Calgary filmmakers are super!

By Ryan Pike

Like the rest of Canada, Calgary is a pretty desolate and unforgiving place during the five to seven months of winter. Most residents huddle indoors to wait out the frigid weather and local filmmakers are no exception. For the past two years a pair of local filmmakers have organized the Super 8 Challenge, designed to keep local talent active during the lean winter months.

“Just the winter alone sort of keeps you a shut-in,” says challenge co-founder Mike Peterson. “You can’t shoot a lot of stuff, even if you have an idea for it. Productions locally kind of shut down. There aren’t too many feature films and there aren’t too many commercials shot over the winter.”

Peterson hopes that the Super 8 Challenge strengthens the local film community. He notes that while the films produced through the challenge are always important, the collaboration itself remain a crucial part of the event.

“The challenge is sort of a vehicle to build the community amongst the filmmakers and other artists in town,” reflects Peterson. “But it’s also a way to get filmmakers to collaborate amongst themselves, when usually you don’t know other directors or other filmmakers necessarily, and to see what our other fellow filmmakers are up to.”

Following an October call for entrants, 14 invitees were split into 10 groups and each group given the winter months to shoot a film using a Super 8 camera. To shake things up, though, Peterson and co-founder James Reckseidler added in a twist: four elements that must be part of each film.

“All the filmmakers that I invite submit suggestions for the four elements,” notes Peterson. “Based on their suggestions and my own suggestions, we draw them out of a hat and that’s what we end up with.”

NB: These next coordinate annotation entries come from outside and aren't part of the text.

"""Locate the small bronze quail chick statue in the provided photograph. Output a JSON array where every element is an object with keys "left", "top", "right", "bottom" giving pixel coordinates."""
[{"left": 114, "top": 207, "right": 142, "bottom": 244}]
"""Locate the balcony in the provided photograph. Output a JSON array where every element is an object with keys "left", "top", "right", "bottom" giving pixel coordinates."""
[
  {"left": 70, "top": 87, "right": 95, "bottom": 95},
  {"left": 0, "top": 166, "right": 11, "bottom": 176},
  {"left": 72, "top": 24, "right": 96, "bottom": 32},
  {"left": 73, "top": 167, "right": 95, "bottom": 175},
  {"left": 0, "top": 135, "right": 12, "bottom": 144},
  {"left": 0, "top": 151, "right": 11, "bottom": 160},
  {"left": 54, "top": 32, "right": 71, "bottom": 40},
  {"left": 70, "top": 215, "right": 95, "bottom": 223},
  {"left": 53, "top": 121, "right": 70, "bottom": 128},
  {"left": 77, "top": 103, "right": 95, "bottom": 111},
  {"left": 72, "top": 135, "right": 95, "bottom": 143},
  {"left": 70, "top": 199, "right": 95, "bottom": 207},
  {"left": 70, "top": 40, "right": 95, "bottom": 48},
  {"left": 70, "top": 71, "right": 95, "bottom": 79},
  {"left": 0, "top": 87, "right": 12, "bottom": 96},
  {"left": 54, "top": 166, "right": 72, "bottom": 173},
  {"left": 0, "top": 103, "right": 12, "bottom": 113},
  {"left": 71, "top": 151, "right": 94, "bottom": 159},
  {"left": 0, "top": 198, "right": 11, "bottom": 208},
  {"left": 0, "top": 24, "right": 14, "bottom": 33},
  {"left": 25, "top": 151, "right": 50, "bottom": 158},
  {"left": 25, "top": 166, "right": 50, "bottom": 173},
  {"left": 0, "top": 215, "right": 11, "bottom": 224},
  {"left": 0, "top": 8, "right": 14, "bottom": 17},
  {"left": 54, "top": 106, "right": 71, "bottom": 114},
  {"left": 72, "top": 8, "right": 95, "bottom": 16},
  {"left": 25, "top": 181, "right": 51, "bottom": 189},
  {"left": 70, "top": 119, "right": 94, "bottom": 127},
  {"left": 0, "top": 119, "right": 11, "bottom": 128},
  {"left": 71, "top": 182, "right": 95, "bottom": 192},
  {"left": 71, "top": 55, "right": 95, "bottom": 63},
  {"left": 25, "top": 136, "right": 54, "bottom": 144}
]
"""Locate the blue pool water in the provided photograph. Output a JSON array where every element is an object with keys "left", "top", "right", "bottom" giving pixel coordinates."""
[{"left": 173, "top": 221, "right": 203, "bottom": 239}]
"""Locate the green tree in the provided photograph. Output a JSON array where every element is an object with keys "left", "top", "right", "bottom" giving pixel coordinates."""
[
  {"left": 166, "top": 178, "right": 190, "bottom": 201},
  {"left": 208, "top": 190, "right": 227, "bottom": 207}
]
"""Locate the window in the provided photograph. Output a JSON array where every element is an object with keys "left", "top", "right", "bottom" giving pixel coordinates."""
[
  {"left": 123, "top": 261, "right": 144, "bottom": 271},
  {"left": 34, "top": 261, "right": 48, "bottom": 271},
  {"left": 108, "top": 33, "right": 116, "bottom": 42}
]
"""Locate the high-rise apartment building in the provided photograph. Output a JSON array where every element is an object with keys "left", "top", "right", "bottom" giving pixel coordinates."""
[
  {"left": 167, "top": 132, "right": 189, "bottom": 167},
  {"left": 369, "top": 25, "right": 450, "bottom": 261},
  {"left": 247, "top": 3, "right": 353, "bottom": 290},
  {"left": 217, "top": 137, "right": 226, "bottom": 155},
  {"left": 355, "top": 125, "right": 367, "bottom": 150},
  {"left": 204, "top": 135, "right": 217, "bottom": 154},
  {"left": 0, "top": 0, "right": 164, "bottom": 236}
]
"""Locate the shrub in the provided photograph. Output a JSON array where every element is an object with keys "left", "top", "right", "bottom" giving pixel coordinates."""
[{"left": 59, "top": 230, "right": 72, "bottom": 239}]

As a result of these suggestions, all films were required to address the theme of communication between cultures, include stop-motion animation, a parking lot attendant character and an appearance of the letter F. These wrinkles force the filmmakers to create a bevy of short films that, while similar, are bound to be unique.

“This is a great place to see the local film talent that’s in town, because there’s a lot and I don’t know that it always get recognized,” shares Peterson. “Of the festivals and events around filmmaking, none of them are focused on Calgary so much [while] this is very much a Calgary event.”